Alexander Hamilton and James Madison both regarded the Senate as a chamber that would reinforce the virtues of Senators and suppress many of their vices. Thus, without requiring a standard of wealth or family lineage, the elected American Senate would take on the best features of the ancient Roman Senate, while avoiding its flaws. Such a public-spirited body could truly consider what was good for the nation as a whole, as seen most notably in its advise and consent responsibilities. Whatever good Lott has achieved in his career he plainly owes to the demands of the chamber that force legislators to consider the public interest.


When Lott acts on behalf of Mississippi, however, he resembles more his rapacious colleague Democratic Senator Robert Byrd than he does past giants. Here Lott is simply following the twisted priorities of the redistributionist bureaucratic state.
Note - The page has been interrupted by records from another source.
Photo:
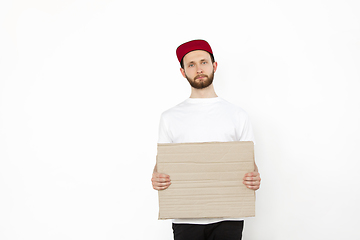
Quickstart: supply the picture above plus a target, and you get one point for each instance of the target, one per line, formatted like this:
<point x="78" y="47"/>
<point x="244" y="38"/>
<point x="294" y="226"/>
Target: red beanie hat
<point x="193" y="45"/>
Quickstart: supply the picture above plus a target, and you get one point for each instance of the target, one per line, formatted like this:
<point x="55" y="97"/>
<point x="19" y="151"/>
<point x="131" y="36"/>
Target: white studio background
<point x="83" y="84"/>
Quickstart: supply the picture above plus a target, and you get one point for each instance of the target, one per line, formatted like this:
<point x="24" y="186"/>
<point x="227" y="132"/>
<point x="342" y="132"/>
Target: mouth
<point x="200" y="77"/>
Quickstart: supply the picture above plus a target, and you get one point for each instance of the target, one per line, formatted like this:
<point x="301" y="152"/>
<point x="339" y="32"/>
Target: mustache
<point x="201" y="75"/>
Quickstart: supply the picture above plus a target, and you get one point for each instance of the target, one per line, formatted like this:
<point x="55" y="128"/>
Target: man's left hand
<point x="252" y="180"/>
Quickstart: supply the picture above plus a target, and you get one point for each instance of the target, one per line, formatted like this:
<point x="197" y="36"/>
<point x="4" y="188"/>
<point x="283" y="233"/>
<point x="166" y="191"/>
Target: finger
<point x="162" y="175"/>
<point x="161" y="187"/>
<point x="251" y="183"/>
<point x="252" y="178"/>
<point x="161" y="180"/>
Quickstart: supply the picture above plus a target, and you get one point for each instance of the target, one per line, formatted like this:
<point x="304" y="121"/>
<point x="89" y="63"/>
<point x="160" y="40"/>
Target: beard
<point x="201" y="84"/>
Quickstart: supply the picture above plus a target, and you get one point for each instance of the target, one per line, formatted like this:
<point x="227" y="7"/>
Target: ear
<point x="215" y="66"/>
<point x="183" y="72"/>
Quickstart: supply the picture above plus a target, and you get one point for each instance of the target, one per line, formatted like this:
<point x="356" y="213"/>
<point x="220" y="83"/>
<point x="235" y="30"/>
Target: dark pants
<point x="225" y="230"/>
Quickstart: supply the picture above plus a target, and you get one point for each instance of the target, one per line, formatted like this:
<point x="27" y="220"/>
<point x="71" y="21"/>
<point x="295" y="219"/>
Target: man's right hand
<point x="160" y="181"/>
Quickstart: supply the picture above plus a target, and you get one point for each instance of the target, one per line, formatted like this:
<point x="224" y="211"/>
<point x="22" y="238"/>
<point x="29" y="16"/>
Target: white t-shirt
<point x="204" y="120"/>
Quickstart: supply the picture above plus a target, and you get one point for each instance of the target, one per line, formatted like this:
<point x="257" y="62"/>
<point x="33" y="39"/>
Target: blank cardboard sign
<point x="206" y="180"/>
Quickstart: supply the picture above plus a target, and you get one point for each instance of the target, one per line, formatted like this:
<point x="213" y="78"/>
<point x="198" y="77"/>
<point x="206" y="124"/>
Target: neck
<point x="208" y="92"/>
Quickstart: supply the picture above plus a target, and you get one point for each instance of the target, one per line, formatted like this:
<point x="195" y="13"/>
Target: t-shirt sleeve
<point x="163" y="131"/>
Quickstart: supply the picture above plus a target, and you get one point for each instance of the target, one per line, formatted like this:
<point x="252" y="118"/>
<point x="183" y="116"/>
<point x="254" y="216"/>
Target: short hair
<point x="211" y="55"/>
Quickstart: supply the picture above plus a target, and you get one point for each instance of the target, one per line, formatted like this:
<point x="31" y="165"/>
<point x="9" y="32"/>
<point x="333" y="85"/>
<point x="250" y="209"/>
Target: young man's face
<point x="198" y="69"/>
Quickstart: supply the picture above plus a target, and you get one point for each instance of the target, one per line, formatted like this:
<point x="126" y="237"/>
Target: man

More troubling is that when he spoke on behalf of Senator Thurmond, he repeated his odd judgment that if America "had followed [the] lead" of Mississippi in having voted for Thurmond, "we wouldn't have had all these problems over all these years." Evidently the racial segregation of the 1940s South would be the solution for "all these problems." The principles of the Declaration of Independence, fought over in the Civil War, and disputed ever since, are the real confrontation of these problems. But they were not Lott's reference point. Here he failed America by becoming Senator for a South from an era whose injustice is manifest. He no longer spoke for America, as the Senate's majority leader invariably should do.


Conservatives have rightly bemoaned the unwillingness of the Bush administration to eliminate some of the most exasperating and unjust aspects of contemporary bureaucracy. High on the list is racial preferences. Lott's stupidity will make it all the more difficult for his principled conservative colleagues to bring our laws in line with the Declaration of Independence, and make current racial classifications and preference policies as scorned as the segregationist policies of the young Thurmond. This appeal to the Declaration must be the basis on which Lott steps down.


Lott's musings on Thurmond's presidential campaign, whether mean-spirited or merely silly, were suppressed or transcended by the constitutional qualities of the office he occupied. But when he speaks on his own, he is too often Lott the lost. In his apologies he has played the late Senator Paul Wellstone card and all but said his heart was as black as Jesse Jackson's. What would he really be like if he were not restrained or uplifted by his post? I would be interested in finding out.